Foreign Minister Ahmed Abul Gheit on Tuesday called on the international community to help speed Egypt’s economic recovery after a revolt that toppled president Hosni Mubarak.
Gheit has called on “international parties to provide aid to the Egyptian economy, which has been severely affected by the political crisis that has shaken the country,” his ministry said in a statement.
The worker protests that had gripped the country abated on Tuesday as it observed a religious holiday, but they threatened to flare again as Egyptians used their newly-won freedom to press for higher wages and better conditions.
The strikes have prompted the stock exchange to once again postpone reopening until next week, further clouding the economic outlook after the uprising dealt a major blow to tourism and other vital industries.
At the height of the revolt Egypt was haemorrhaging more than $300 million a day, according to a report earlier this month from Credit Agricole, which lowered a growth forecast for 2011 from 5.3% to 3.7%.

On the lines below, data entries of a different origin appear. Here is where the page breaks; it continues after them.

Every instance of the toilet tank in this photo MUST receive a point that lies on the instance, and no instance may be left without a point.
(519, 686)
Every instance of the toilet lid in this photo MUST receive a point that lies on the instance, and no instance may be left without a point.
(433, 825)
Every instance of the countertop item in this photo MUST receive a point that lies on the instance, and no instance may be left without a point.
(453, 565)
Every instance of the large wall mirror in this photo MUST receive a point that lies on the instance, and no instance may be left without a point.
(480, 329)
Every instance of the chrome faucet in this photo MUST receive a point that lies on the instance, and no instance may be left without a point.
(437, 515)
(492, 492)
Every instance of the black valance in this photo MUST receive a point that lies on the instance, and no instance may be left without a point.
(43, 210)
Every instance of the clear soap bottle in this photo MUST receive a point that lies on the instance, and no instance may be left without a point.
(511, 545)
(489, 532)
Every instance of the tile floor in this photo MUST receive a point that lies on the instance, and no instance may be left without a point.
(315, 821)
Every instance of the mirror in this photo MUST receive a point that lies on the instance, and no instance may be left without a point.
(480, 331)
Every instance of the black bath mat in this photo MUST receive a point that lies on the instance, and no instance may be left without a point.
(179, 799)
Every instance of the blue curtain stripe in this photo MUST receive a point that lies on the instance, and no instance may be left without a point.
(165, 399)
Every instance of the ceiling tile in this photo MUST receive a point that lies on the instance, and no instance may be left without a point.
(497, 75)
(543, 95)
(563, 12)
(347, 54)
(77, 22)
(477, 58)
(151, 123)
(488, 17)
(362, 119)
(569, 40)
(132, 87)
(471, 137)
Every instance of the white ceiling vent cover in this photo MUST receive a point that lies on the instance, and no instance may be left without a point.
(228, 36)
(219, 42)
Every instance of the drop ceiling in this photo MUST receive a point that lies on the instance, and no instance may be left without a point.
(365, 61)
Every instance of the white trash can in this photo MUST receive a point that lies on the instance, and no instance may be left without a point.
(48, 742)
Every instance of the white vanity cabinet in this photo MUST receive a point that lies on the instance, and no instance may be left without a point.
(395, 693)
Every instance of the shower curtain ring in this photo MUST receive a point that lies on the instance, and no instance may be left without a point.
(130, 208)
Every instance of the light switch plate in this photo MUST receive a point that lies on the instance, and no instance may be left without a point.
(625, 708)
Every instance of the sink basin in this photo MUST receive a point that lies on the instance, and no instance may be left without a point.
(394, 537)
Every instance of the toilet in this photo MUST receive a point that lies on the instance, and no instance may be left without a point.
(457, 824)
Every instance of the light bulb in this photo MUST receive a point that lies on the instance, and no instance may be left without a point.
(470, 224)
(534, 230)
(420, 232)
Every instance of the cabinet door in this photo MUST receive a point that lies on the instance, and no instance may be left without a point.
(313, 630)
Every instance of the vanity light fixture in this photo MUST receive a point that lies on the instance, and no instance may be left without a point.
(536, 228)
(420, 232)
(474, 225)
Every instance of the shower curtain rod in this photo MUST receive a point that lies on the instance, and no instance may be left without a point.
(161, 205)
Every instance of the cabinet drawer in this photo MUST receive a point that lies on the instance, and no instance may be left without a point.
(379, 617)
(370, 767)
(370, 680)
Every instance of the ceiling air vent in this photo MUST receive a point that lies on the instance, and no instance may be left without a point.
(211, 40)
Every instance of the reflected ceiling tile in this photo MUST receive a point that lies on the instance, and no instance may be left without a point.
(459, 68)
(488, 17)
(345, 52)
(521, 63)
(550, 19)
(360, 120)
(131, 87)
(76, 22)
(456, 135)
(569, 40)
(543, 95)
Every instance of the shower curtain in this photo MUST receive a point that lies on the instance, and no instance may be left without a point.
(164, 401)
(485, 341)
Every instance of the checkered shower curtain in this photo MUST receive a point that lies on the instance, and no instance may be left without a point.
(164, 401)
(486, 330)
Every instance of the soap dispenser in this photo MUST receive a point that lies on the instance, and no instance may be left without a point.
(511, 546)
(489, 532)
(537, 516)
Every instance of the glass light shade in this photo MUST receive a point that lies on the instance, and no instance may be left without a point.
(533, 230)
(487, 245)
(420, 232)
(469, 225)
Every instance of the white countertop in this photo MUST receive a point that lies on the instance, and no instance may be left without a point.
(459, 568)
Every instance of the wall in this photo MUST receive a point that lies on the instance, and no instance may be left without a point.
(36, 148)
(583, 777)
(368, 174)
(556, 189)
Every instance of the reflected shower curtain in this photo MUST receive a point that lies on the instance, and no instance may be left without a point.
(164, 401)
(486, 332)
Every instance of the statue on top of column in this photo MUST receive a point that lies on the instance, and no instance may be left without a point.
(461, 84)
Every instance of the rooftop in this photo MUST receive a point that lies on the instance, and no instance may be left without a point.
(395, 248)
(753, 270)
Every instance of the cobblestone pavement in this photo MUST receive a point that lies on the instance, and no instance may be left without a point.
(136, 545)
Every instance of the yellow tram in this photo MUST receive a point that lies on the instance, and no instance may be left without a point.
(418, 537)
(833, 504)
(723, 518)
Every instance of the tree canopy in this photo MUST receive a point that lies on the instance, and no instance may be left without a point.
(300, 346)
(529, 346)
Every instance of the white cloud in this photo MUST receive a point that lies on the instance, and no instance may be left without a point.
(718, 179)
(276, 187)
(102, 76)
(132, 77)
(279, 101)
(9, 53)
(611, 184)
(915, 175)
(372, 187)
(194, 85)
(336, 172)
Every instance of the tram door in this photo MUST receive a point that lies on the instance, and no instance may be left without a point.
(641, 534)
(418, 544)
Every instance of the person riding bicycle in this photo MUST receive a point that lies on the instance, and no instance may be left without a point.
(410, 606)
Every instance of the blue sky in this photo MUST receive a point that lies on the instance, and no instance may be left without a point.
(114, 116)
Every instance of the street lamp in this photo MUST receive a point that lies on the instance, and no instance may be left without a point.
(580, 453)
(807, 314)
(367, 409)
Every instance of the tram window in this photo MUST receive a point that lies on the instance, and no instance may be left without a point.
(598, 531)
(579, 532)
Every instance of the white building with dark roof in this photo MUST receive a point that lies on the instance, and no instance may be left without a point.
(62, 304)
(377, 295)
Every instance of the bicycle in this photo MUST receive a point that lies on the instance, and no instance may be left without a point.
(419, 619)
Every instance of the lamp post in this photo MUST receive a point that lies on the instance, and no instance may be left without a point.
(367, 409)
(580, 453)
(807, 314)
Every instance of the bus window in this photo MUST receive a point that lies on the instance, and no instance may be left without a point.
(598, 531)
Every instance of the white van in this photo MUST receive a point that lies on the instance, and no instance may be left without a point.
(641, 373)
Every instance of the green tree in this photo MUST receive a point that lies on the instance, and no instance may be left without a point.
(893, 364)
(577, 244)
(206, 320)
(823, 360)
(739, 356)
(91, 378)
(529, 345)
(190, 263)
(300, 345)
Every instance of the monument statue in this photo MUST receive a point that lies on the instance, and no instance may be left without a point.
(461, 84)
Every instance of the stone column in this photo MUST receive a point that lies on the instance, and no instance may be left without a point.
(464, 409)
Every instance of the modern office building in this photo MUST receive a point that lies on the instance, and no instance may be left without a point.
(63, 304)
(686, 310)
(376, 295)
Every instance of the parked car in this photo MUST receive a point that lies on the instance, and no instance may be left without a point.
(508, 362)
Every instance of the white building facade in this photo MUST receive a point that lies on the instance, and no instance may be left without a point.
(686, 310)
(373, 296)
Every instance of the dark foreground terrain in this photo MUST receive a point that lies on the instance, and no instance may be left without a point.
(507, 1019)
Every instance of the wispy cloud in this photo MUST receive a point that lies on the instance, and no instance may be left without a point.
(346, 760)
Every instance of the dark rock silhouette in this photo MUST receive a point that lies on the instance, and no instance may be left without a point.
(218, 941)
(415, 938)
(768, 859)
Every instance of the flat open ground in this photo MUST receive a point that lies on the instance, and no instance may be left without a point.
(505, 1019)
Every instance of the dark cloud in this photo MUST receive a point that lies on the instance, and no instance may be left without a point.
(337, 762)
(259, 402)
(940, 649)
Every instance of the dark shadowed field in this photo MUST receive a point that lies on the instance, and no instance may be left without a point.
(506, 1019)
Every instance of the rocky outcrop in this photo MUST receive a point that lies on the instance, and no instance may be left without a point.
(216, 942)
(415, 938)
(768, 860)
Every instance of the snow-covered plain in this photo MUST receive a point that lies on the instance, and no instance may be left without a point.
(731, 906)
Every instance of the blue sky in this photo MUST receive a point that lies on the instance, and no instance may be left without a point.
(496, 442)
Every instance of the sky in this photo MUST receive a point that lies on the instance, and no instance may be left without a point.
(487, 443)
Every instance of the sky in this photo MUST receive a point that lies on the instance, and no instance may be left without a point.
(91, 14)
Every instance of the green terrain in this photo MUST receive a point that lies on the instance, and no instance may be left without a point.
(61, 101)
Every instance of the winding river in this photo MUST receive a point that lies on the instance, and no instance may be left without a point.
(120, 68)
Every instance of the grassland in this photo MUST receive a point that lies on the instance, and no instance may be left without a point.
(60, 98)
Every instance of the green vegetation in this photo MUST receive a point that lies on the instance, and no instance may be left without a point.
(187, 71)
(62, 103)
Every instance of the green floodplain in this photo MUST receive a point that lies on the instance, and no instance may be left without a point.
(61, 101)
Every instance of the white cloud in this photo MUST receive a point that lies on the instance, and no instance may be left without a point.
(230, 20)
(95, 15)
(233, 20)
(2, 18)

Gheit’s remarks came as EU finance ministers were to meet to discuss requests from Cairo to freeze the assets of members of Mubarak’s toppled regime following allegations of corruption during his 30-year reign.
The military council has set a six-month timetable for democratic elections and vowed to hand power over to a civilian government in line with the demands of the protesters who drove Mubarak from power.